Marina do MST é formada em Assistente Social pela UFRJ e mestra em Desenvolvimento Territorial na América Latina e Caribe. Ela foi orientada pelo professor Paulo Alentejano, conhecido como Paulinho Chinelo, professor da Uerj. “Nossos caminhos se cruzam desde 1996 de várias formas. Acompanhei a Marina nas ocupações de terra, colaborei com o MST como professor universitário e ainda tivemos a felicidade de sermos vizinhos na vila campesina, vendo nossas filhas crescerem juntas. É uma amiga fantástica que transborda força, alegria e luta”, disse. 

Apoio de lideranças políticas

Já o deputado federal Lindbergh Farias (PT) destacou a atuação de Marina como deputada, sua força como militante e sua generosidade com as pessoas. “Marina é uma deputada fantástica, lutadora de todas as causas do campo e da cidade. Tenho muito orgulho de sua trajetória. É uma guerreira afetuosa e de coração enorme, que se preocupa com cada pessoa.”

Natural de Nova Friburgo, o deputado federal Glauber Braga (Psol) lembrou da firmeza da deputada Marina do MST ao enfrentar uma tentativa de atentado em Lumiar que tentava parar sua defesa dos pequenos produtores da região. “Marina é sinônimo de coragem e uma militante imprescindível. Tenho profunda admiração por toda a sua luta pela reforma agrária e pelo povo brasileiro, além da forma firme e corajosa com que enfrentou os ataques em Lumiar”, destacou. 
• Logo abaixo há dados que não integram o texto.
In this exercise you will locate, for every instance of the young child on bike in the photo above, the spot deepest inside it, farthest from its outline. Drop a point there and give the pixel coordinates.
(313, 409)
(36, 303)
O episódio também foi lembrado pela deputada federal Jandira Feghalli (PCdoB), que destacou a importância de manter a presença da Marina no espaço da política institucional. “Estamos aqui para registrar nosso orgulho e admiração pelo trabalho da Marina na política. Assim como eu e outras mulheres, ela também sofreu com ameaças e violência. A resposta que precisamos dar a esses fascistas agressores é fazer da Marina uma das deputadas mais votadas do estado do Rio de Janeiro”, disse. 

Ex-ministra dos Direitos Humanos e pré-candidata à deputada federal, Anielle Franco destacou o carinho que toda a família tem por Marina. “Ela sempre segurou a nossa mão, nossa história não vem de hoje, vem de muito antes e é uma honra caminhar ao seu lado, com a minha família, e com o propósito que a gente tem”, disse. 

A vereadora do Rio, Maíra do MST (PT), destacou a inspiração na militância da Marina para sua própria trajetória no movimento estudantil. “Eu a conheci em uma das organizações do MST quando eu tinha 16 anos. Eu estava começando a me organizar politicamente e conheci a Marina na Feira Estadual Cícero Guedes. Desde então, é uma referência para mim na organização do povo sem terra, mas também das principais lutas de classe”, disse Maíra. 

O presidente da Câmara de Paraty, primeiro vereador caiçara da cidade, Waguinho de São Gonçalo destacou a relação entre os movimentos de luta “Desde que nos conhecemos no seu gabinete na Alerj, temos uma luta constante pelo direito das comunidades tradicionais e uma grande amizade juntos”, disse.